Ale grupa Gino Rossi przekonuje, że z powodu odmiennej struktury kosztów jest w znacznie lepszej sytuacji niż inne notowane na giełdzie spółki z branży.
– Obuwnicze Gino Rossi jest producentem i blisko 90 proc. sprzedawanej oferty jest produkowane przez spółkę. Jako producent ma większe możliwości kształtowania marży niż klasyczni detaliści, będący importerami gotowych towarów – mówi Tomasz Malicki, prezes firmy. Podaje, że w strukturze kosztów własnych sprzedaży (KWS) spółki Gino Rossi około 70 proc. przypada na zakup materiałów, 30 proc. zaś to robocizna. Natomiast u importerów zakup towarów stanowi blisko 100 proc. KWS. – W strukturze zakupów spółki Gino Rossi 50 proc. to zakupy denominowane w euro, więc w całej wartości KWS koszty w euro to tylko 35 proc.
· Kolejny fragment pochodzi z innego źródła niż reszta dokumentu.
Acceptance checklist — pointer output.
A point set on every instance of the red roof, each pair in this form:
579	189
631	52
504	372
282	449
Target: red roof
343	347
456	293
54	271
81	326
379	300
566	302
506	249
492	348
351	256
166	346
Dodatkowo należy pamiętać, że w przypadku Gino Rossi produkcja trwa przez cały rok, a zatem i płatności za materiały są rozłożone w czasie. W konsekwencji spółka jest w stanie lepiej niż importerzy zarządzać terminami płatności, wykorzystując korzystne wahania kursu euro/złoty – mówi Malicki.
Nieco inaczej sytuacja wygląda w odzieżowej spółce zależnej Simple CP. – Tutaj, w uproszczeniu, zakupy w euro stanowią około 40 proc. kosztów wytworzenia. Ta wartość zakupów w euro dotyczy zakupów komponentów, które następnie są odsprzedawane do szwalni, oraz gotowych uszytych towarów, które są następnie nabywane przez Simple, gdzie płatność następuje już w złotych. Gdyby wyłączyć tę dublującą się wartość kosztów i przychodów realizowanych ze szwalniami, koszty ponoszone w euro stanowiłyby około 25 proc. kosztów zakupu – wyjaśnia Malicki. Dodaje, że podobnie jak w segmencie obuwniczym także w odzieżowym produkcja w szwalniach współpracujących z Simple rozłożona jest w trakcie roku, zakupy materiałów też prowadzone są w trybie ciągłym, co pozwala na elastyczne zarządzanie płatnościami. – W dużej mierze niweluje to wpływ krótkoterminowych wahań kursu euro na nasze wyniki. Jako producentowi jest nam też łatwiej dostosować ceny dla klienta końcowego. W przypadku długoterminowego umocnienia euro możemy zastąpić część zakupów dokonywanych w tej walucie towarami z Polski – dodaje Malicki. Grupa nie ma ekspozycji na dolara. W euro płaci prawie wszystkie czynsze za swoje sklepy.